This is an interesting hack. However, an IOP is an IOP, no matter how good you predicted it and prefetch it so that you hide the latency it's going to be translated to a GetObject.

I think what you really exploited here is that even though S3 is built on HDDs (and have very low IOPS per TiB) their scale is so large that even if you milk 1M+ IOPS out of it AWS still doesn't care and is happy to serve you. But if my back-of-envelope calculation is correct this isn't going to work well if everyone starts to do it.

How do you get around S3's 5.5k GET per second per prefix limit? If I only have ~200 20GiB files can you still get decent IOPS out of it?

and...

> IOPS is a really lazy benchmark that we believe can greatly diverge from most real life workloads

No, it's not. I have a workload training a DL model on time series data which demands 600k 8KiB IOPS per compute instance. None of the thing I tested work well. Had to build a custom one with bare metal NVMe-s.

1 comments

Sorry for the late response - I didn't see your comment until now.

Our aim is to unleash all the potential that S3/Object has to offer for file system workloads. Yes, the scale of AWS S3 helps, as does erasure coding (which enhances flexibility for better load balancing of reads).

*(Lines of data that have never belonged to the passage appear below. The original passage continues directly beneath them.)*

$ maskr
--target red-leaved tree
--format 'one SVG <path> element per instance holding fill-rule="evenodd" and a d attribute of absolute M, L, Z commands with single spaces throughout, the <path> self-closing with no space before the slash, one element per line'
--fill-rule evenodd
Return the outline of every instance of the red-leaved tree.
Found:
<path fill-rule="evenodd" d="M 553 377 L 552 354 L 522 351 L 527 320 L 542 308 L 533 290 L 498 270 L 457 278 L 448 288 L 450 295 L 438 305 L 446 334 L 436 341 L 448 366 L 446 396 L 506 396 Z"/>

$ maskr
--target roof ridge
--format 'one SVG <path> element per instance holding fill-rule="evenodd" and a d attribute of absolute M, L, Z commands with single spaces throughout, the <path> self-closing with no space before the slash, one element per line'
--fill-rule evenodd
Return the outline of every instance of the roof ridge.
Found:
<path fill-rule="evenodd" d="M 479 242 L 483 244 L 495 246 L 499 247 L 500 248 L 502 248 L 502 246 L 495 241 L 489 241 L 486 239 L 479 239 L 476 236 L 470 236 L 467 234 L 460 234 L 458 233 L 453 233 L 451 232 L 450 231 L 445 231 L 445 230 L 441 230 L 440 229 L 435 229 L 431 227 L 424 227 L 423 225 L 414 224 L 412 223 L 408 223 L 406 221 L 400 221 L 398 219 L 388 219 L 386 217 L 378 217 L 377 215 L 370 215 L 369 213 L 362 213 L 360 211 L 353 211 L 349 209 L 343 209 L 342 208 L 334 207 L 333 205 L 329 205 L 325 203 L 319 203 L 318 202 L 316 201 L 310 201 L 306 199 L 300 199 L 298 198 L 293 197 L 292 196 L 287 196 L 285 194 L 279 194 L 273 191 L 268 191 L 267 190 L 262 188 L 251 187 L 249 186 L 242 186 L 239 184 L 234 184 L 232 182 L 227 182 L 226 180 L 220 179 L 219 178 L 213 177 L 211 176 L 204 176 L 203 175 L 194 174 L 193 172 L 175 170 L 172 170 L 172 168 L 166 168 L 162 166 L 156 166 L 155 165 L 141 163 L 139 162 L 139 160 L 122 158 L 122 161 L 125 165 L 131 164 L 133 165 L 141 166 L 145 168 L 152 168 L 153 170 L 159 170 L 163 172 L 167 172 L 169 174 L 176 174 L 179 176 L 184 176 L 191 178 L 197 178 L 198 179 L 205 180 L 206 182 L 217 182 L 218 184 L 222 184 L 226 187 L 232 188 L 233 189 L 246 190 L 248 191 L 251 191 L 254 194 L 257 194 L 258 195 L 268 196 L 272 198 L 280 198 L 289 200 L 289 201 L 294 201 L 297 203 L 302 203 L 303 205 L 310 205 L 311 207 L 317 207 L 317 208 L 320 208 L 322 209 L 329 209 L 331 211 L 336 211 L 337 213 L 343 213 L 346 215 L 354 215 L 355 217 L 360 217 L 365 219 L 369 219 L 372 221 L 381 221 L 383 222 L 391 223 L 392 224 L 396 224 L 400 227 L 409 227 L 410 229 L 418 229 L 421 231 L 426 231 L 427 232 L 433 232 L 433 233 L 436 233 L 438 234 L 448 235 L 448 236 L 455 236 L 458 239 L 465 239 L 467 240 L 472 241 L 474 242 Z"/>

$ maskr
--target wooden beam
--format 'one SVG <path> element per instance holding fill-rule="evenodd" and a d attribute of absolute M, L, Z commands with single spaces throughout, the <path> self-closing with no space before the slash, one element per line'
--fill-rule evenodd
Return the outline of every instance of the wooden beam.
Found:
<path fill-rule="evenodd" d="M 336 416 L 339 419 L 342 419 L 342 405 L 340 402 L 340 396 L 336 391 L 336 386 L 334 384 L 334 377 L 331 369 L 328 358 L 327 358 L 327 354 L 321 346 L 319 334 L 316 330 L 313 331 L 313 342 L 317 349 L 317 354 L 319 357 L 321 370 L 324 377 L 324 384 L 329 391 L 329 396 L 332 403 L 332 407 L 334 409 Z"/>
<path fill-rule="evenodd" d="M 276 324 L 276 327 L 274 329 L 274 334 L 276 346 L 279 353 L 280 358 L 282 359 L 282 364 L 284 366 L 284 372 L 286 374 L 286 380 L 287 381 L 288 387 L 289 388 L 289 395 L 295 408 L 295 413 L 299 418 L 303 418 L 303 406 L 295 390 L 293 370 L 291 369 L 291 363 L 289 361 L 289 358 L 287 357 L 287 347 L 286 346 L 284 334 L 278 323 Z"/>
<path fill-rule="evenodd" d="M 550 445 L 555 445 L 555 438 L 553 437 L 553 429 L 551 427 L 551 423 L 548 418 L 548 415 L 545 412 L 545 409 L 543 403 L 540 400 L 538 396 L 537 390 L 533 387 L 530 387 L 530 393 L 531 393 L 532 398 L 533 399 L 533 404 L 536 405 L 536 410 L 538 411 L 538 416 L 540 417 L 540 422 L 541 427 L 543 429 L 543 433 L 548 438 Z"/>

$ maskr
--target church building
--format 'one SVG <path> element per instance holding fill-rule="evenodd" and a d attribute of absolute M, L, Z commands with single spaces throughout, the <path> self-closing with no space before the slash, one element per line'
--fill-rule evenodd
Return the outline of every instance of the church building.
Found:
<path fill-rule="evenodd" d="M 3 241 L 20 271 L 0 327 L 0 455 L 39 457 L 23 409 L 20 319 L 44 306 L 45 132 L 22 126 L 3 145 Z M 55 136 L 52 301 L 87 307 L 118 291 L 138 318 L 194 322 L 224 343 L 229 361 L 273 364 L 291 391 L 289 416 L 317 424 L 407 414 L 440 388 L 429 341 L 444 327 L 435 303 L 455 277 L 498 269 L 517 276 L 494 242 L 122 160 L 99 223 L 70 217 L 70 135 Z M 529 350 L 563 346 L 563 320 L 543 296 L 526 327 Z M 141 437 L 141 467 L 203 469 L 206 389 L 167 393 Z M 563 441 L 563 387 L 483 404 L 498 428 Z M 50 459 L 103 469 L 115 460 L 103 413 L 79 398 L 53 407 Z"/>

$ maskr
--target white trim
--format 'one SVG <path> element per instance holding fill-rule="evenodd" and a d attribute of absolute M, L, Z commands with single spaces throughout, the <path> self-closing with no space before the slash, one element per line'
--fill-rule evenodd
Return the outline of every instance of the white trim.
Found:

Is it suitable for every possible workload? No, which is why we have a mode called cunoFS Fusion where we let people combine a regular high-performance filesystem for IOPS, and Object for throughput, with data automatically migrated between the two according to workload behaviour. What we find is that most data/workloads need high throughput rather than high IOPS, and this tends to be the bulk of data. So rather than paying for PBs of ultra-high IOPS storage, they only need to pay for TBs of it instead. Your particular workload might well need high IOPS, but a great many workloads do not. We do have organisations doing large scale workloads on time-series (market) data using cunoFS with S3 for performance reasons.